We use the system of niqud invented in Tiveriah. The niqud system in
Bavel is different -- eg what we call patach and segol are the same
vowel. There are times Rashi refers to the segol as a patach qatan, I
assume that's part of the same mesorah. Yemenites still have texts in
Aramaic with Babylonian niqud. We think of as regional differences in
how various vowels are prounounced. However, before vowels were marked
in the text, those were regional differences in how we grouped vowel
sounds into vowels.
BTW, niqud bavli had 6 symbols, and would work quite well for the accent
of contemporary Syrian Jews. See
http://he.wikipedia.org/wiki/%D7%A0%D7%99%D7%A7%D7%95%D7%93_%D7%91%D7%91%D7%9C%D7%99
or http://bit.ly/8YpPHX . To round things out, here is EY's niqud
http://he.wikipedia.org/wiki/%D7%A0%D7%99%D7%A7%D7%95%D7%93_%D7%90%D7%A8%D7%A6%D7%99%D7%A9%D7%A8%D7%90%D7%9C%D7%99
or http://bit.ly/dcMFDM . Interestingly, they had a sheva na, but sheva
nach simply was a lack of vowel. So this difference in vowel set could
very well touch on your sheva na question.

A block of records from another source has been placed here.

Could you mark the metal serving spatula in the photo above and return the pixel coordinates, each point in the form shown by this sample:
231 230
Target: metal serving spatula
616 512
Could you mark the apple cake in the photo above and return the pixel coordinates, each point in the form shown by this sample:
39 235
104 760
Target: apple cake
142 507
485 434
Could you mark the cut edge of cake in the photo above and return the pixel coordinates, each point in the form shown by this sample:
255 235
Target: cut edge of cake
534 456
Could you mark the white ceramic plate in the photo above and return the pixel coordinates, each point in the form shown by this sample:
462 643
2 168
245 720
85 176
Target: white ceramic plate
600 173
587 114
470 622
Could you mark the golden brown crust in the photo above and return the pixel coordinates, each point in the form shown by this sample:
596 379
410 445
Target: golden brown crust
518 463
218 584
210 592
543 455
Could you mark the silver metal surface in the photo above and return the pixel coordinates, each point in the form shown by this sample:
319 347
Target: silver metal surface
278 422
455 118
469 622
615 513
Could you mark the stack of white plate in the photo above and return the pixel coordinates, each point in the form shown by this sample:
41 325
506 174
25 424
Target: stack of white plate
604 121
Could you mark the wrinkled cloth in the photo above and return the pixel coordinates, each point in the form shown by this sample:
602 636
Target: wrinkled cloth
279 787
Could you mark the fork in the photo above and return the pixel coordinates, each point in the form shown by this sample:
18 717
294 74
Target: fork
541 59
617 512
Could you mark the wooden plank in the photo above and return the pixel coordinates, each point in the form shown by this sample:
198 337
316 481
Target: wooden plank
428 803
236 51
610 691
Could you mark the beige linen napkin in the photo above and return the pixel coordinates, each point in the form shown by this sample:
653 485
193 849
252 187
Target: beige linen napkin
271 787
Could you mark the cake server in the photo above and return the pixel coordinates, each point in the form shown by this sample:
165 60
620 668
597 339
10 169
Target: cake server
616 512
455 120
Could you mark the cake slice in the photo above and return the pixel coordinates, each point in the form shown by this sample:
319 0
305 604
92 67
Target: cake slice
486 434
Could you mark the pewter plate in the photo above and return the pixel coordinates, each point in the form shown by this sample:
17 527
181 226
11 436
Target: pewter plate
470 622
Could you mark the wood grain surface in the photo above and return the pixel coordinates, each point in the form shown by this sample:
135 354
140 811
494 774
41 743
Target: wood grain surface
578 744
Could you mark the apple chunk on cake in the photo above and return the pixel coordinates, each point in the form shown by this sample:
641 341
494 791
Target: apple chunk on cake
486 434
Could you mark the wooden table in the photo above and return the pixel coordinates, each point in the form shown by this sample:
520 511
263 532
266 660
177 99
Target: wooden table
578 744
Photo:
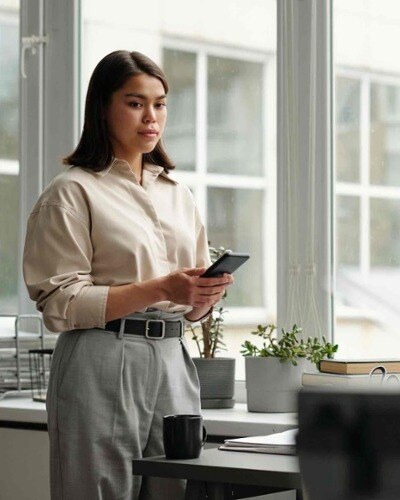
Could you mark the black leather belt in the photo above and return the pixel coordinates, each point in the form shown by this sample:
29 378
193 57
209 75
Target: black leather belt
150 328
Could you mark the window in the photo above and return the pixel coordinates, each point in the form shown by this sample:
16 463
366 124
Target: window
228 168
9 164
367 139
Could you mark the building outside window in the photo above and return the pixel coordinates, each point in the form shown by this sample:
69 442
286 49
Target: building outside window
367 185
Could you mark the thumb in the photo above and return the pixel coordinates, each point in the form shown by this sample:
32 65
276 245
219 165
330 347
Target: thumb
196 271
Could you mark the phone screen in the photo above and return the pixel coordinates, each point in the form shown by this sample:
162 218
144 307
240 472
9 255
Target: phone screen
227 263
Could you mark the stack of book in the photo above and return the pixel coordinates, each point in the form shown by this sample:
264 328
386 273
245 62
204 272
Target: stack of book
354 373
281 443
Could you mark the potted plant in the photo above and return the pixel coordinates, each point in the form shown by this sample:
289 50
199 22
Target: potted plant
273 371
216 374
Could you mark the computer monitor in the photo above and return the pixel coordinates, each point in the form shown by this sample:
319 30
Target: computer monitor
349 444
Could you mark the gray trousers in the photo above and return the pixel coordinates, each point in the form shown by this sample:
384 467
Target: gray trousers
106 400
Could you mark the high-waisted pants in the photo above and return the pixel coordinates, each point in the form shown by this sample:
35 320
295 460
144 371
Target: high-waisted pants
106 400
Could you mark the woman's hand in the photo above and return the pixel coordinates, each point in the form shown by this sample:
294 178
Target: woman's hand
186 287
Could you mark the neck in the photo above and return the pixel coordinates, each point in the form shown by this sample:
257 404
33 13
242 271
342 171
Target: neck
134 160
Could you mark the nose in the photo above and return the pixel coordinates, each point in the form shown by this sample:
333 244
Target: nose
150 115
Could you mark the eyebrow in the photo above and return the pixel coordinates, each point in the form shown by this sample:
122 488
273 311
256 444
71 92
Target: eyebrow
141 96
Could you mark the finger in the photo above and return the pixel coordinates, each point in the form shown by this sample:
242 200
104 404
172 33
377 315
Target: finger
196 271
212 290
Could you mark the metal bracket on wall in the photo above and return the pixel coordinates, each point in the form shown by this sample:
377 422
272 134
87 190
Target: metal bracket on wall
30 43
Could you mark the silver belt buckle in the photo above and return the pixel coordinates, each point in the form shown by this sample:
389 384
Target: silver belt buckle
148 321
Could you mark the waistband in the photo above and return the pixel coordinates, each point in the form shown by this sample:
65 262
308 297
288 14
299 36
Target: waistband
149 327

And now you're asking about whether those same vowels map one-to-one
in a different language, not just a different region.
Also, I'm not sure if we should care overly much. Lashon haQodesh is
itself part of Torah. Thus, getting it right is as important as Talmud
Torah. Things written in Aramaic were done so to be generally available
to the masses. (Except perhaps Qaddish, given the aggadita about being
in Aramaic to be hidden from the mal'akhim. However, see Tosafos,
Berakhos 4a "ve'onin".)
RYBS said on a number of occasions that we do not say Qaddish in
our country's la'az simply because we lack the ability to produce a
translation that captures all its nuances. I could say the same of
Talmudic jargon. But it's not really inherently holy or Torah.

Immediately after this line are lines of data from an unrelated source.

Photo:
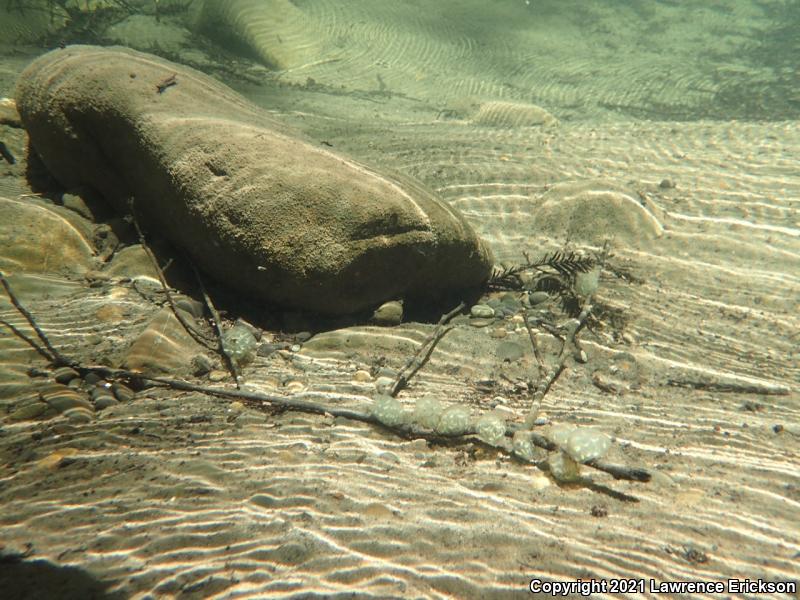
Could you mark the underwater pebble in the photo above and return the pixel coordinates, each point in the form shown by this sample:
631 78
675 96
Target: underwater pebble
65 375
201 364
362 376
480 322
427 412
509 351
586 283
191 306
418 445
122 392
240 344
384 384
29 411
559 434
538 298
587 443
63 400
294 387
104 402
389 411
491 428
563 467
482 311
498 332
93 379
454 421
217 375
270 348
79 414
523 446
388 313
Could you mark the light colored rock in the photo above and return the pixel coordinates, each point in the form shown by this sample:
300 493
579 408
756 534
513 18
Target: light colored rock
276 30
34 239
591 211
256 207
163 347
388 313
499 113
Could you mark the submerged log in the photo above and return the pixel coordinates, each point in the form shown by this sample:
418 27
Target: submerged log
253 204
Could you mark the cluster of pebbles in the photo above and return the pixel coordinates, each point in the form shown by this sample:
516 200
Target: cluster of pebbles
68 393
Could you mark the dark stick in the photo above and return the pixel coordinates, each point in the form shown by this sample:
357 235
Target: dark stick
415 363
257 399
27 340
56 357
218 328
178 315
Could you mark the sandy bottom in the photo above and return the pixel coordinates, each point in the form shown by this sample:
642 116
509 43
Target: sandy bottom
182 495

When using Aramaic, knowing the word is "meichamas" made the light-bulb
turn on as to why it is used for "because of". The mashal is of B being
true "from the heat of" the truth of A. But if the whole point of Aramaic
is to be using the common tongue and be understood by others studying
the topc, shouldn't I actually say "machmas" as is now common?
FWIW, ArtScroll assumes the laws of sheva developed by analyzing Hebrew
sheva usage applies to Qaddish, Yequm Purqan, etc...
Tir'u baTov!
-Micha
--
Micha Berger I thank God for my handicaps, for, through them,
micha at aishdas.org I have found myself, my work, and my God.